El presidente de Cavidea señaló que la modificación de consumo por parte del venezolano se realiza con base a su capacidad de compra y hay sectores como el de los vegetales que, se ha visto un poco afectado, debido a que el consumidor busca primero la proteínas, luego el carbohidrato y por último el acompañamiento con vegetales.

Burgos destacó que el consumo en Venezuela ha crecido en este 2022 en comparación a los años anteriores. A mediados del año 2021 pudieron superar los registros negativos que tenían los afiliados de la cámara con respecto al índice de consumo, pero todavía se encuentra por debajo de los datos arrojados entre los años 2006 y 2007.

“Lo que nosotros hemos hecho en la industria es buscar formas creativas, como la reducción de los gramajes, no olvides que estamos inmersos en nuestro sistema del tema inflacionario, que ciertamente ha mejorado, pero muchos de los productos de nuestra industria vienen importados”, apuntó en entrevista para Fedecámaras Radio.

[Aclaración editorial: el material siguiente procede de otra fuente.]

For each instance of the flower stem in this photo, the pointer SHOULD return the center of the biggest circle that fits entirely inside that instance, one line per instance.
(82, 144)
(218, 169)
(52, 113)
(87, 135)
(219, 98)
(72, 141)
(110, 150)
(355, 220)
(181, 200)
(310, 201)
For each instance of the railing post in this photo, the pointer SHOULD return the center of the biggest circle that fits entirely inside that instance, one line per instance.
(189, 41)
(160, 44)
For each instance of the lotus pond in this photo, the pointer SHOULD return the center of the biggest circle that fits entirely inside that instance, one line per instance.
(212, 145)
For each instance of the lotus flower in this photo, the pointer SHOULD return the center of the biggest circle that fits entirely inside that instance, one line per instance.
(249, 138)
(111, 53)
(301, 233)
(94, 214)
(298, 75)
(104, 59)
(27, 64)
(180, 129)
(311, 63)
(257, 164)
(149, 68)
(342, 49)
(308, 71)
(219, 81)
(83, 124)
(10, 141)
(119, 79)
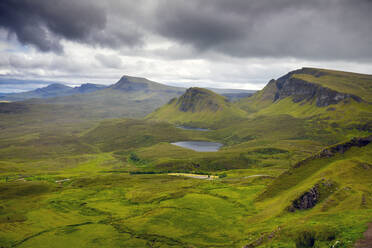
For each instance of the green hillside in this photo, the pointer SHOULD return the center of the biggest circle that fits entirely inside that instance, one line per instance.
(294, 169)
(198, 107)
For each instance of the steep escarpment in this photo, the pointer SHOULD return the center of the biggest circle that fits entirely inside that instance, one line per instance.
(318, 87)
(308, 167)
(301, 90)
(313, 196)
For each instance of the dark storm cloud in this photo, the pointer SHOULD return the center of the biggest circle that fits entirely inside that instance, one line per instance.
(43, 23)
(307, 29)
(315, 29)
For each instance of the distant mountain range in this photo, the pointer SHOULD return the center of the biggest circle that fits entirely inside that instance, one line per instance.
(52, 90)
(126, 83)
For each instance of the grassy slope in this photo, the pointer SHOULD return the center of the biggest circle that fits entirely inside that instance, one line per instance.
(345, 82)
(202, 115)
(342, 214)
(120, 209)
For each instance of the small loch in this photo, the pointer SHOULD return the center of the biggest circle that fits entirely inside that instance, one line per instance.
(199, 146)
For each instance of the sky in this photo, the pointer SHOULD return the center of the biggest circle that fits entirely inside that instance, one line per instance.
(207, 43)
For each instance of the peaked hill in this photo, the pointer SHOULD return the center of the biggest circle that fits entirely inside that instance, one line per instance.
(198, 107)
(50, 91)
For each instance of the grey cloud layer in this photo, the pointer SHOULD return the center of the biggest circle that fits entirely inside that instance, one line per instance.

Desde que Venezuela entró en un proceso hiperinflacionario, la industria de alimentos ha venido reduciendo la cantidad de gramos de productos tradicionales  que, forman parte de la dieta del venezolano, para ayudar al bolsillo y permitir que los hogares puedan seguir adquiriendolos.

La mayonesa, salsas, granos, café e inclusive hasta chucherías como el Cocosete, han reducido sus tamaños para mantener el consumo de sus clientes.

Previo a la iniciativa de la industria y, en momentos de escasez, los comerciantes informales vendían en bolsas y envases pequeños diversos productos que, además de haber desaparecido de los anaqueles, tenían precios elevados; entre ellos el jabón en polvo, la azúcar, el café y hasta el aceite vegetal.